Ein Beweisverwertungsverbot für Zeugenaussagen komme "nur in Fällen besonders gewichtiger Menschenrechtsverletzungen" in Betracht. Dazu, so die Richter, "zählt die Versagung eines geordneten Gerichtsverfahrens sowie die Nichtgewährung von Freiheit und Außenkontakten, jedenfalls nach dem hier anzunehmenden bisherigen Zeitraum von etwa drei Jahren (…) noch nicht. Dabei ist zu berücksichtigen, dass die amerikanische Rechtsordnung eine solche Behandlung der Al-Kaida-Mitglieder offenbar zulässt."
Die Richter irrten gleich zwei Mal. Sie unterschätzen das Grauen, dem die Gefangenen ausgeliefert waren. Und sie vertrauten auf die Rechtseinschätzung, die sich die US-Regierung für solche Verhöre vom Justizministerium maßschneidern ließ. Nein, die amerikanische Verfassung ließ und lässt solche Behandlungen keineswegs zu.
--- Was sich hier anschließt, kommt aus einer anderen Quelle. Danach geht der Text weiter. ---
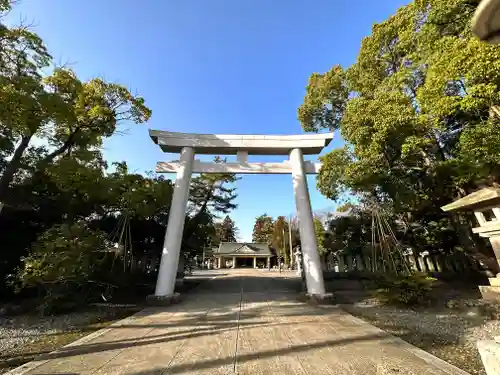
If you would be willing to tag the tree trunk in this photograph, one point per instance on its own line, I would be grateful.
(13, 166)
Zugelassen haben sie George W. Bush, seine Sicherheitsberaterin Condoleezza Rice, der damalige Justizminister und der CIA-Chef.
Barack Obama hat mit der Veröffentlichung des Berichts einen richtigen Schritt getan. Aber wenn es dem US-Präsidenten, wie er selbst sagt, darum geht, amerikanische Werte wiederherzustellen, dann gibt es nur einen konsequenten zweiten Schritt. Die Verantwortlichen von damals müssen vor Gericht.